„Es wird versucht, Katars Image in der Welt zu verzerren“
Interview. Katars Botschafter in Wien, Ali bin Jassim al-Thani, über die Vorwürfe Saudiarabiens und mögliche Lösungen für die Krise.
Die Presse: Saudiarabien, andere Golfstaaten und Ägypten haben Katar einen Forderungskatalog übermittelt. Warum geht Katar nicht darauf ein? Ali bin Jassim al-Thani: In dem Papier wird de facto gefordert, dass Katar seine Souveränität aufgibt. Sie wollen nicht, dass wir unsere eigene Außenpolitik betreiben. Sie wollen uns Meinungsfreiheit verbieten, indem sie fordern, dass wir unseren TV-Sender alJazeera zusperren. Was würde passieren, würde Österreich von Großbritannien verlangen, die BBC zu schließen? Die andere Seite hat ihre Forderungen an uns extra so formuliert, dass diese aus rechtsstaatlichen Gründen abgelehnt werden müssen.

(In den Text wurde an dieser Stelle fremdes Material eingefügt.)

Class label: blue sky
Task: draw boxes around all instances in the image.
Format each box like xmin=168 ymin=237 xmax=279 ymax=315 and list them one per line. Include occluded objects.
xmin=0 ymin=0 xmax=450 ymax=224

Die Saudis sagen aber, dass ein Teil dieser 13 Forderungen ohnehin aus einem schon bestehenden Abkommen stammt. Dieses Abkommen regelt das Zusammenleben der Golfstaaten untereinander und hat nichts direkt mit den Forderungen zu tun. Unter anderem gibt es eine Klausel, dass Konflikte zwischen den Golfstaaten verpflichtend auf diplomatischem internen Weg gelöst werden. Nach dem Treffen mit US-Präsident Trump in Saudiarabien wurde die katarische Presseagentur gehackt und wurden gefälschte Erklärungen unseres Emirs verbreitet. Die Sanktionen kamen für uns sehr überraschend und verstoßen gegen internationales Recht und auch gegen die Menschenrechte.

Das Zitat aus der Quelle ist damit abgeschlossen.